5) Partisan use of scientific results in policy discussions were reported by Alexander Furnas. It might seem obvious that in our political environment, there are differences in how research is used and applied, with a significant gap among political sides’ use of scientific literature to buttress their arguments. Seeing this described by Furnas was compelling and adds to the body of knowledge about the differences in our political environment. However, interestingly, this same distinction doesn’t apply equally outside of the US.
6) A study of how productivity differs between similar scientists, based on their institutional affiliation was presented by Sam Zhang. Two similarly-credentialed researchers at two different institutions, one well-resourced and the other comparatively less-well-resourced produced results at different output levels, likely due to the availability (or not) of postdoctoral and student labor.
7) The Turnover Replacement and Career Age Distribution study was discussed by Clara Boothby, who noted that, although we are in an era of demographic shifts, the career path for most scholars has remained relatively stable in most domains for the past 30 years. Boothby has studied the turnover in early career researchers through the publication records of 3.5 million researchers to discern career patterns across different domains, with the most active churn seen among early career researchers.
8) Work on migration and its impact on research interest was presented by Christian Chacua, who found that, when researchers from Columbia moved to a new location, the focus of their research interests also changed. This was true even when their fields were notionally culturally-independent, such as geology.
9) Intersectionality in scientific output was discussed by Dani Bassett, who began by reviewing a variety of literature showing differential citation for papers authored by people with “male” or “white” names. They and their team, showed that reference lists tend to include more papers with a white person as first and last author than would be expected if race and ethnicity were unrelated. To address this, they and their team created a tool to analyze the predicted gender and race of first and last authors in a paper’s reference list in a bibtext format prior to submission.
This list is refreshingly not dominated with studies of bibliometrics, of citation analysis, or of impact factors; not that these are necessarily problematic approaches to these questions. Rather the study of science has, arguably, for too long been focused on them. Citations have dominated discussions of the scientific study of research due to their simplicity and ubiquity. We often measure what is measurable, not what is important. Citation, and the associated derivative measures, such as the Impact Factor, the h-index, and others, have become the dominant approach to measuring a scholar’s output. Collectively, we have used these metrics to determine the quality of a publication, the potential impact of a paper, or in their worst case the success, or failure of one’s career.

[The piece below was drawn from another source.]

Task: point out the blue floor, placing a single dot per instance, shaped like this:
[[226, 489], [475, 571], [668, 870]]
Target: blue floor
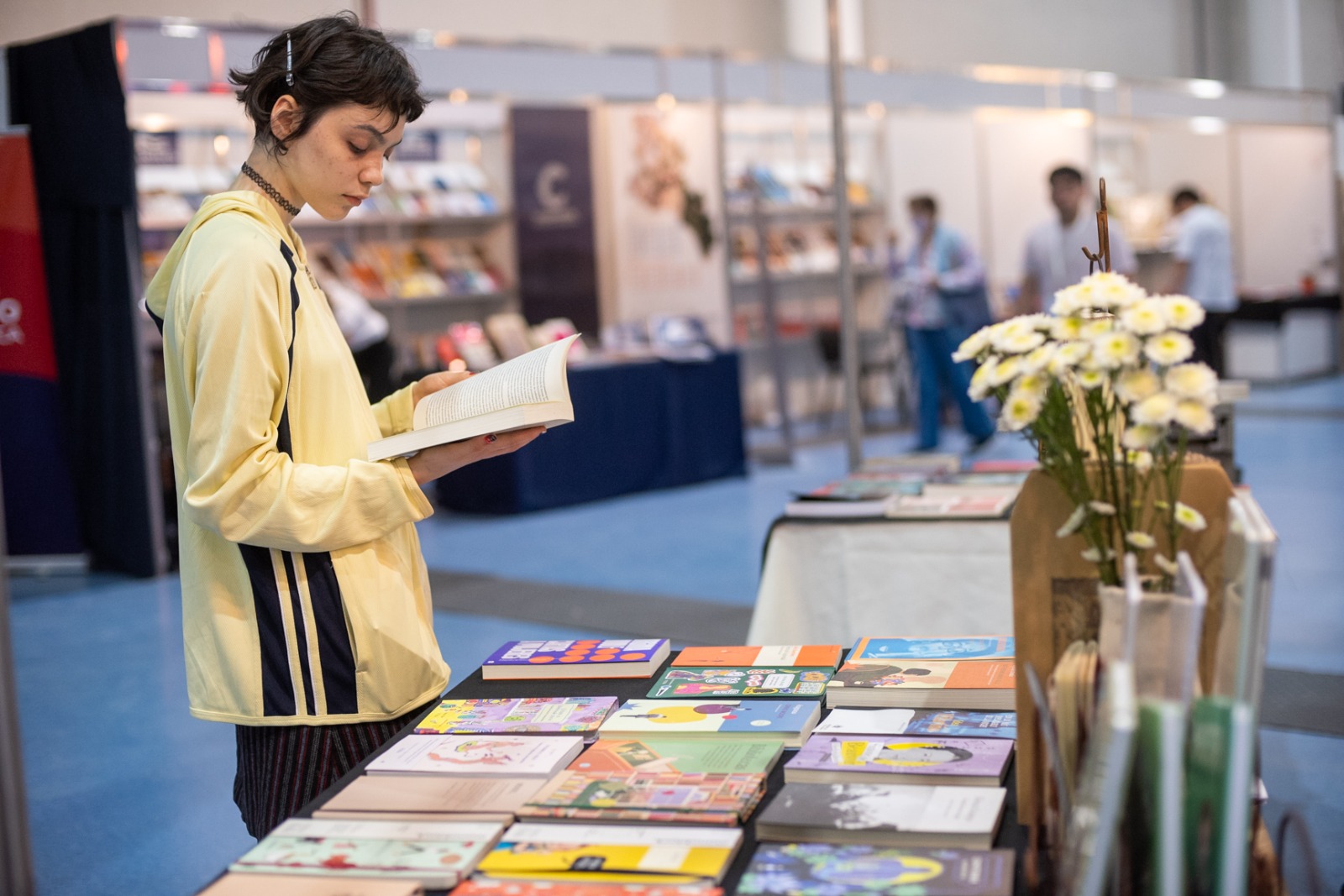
[[129, 794]]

This is not to diminish the value that citation metrics may provide, as they can be valuable in their own context. Advances in machine reading, natural language processing, and computational analysis, as described in some of the sessions during the ICSSI meeting, can lead us to using the actual text of research outputs to discern quality, rather than using imperfect proxies. Collectively we could use some innovative thinking about what it means to produce advances in science. If the ICSSI conference has advanced that thinking in novel ways, the meeting will have been a success. If the event is carried forward and if it continues to advance thinking on these questions, it could be transformative.
NOTE: A shout out to Christina Pikas for her detailed public notes of Day 1, Day 2, Day 3 and her summary of the conference, and the help they provided in preparing this post, as I couldn’t participate in every session.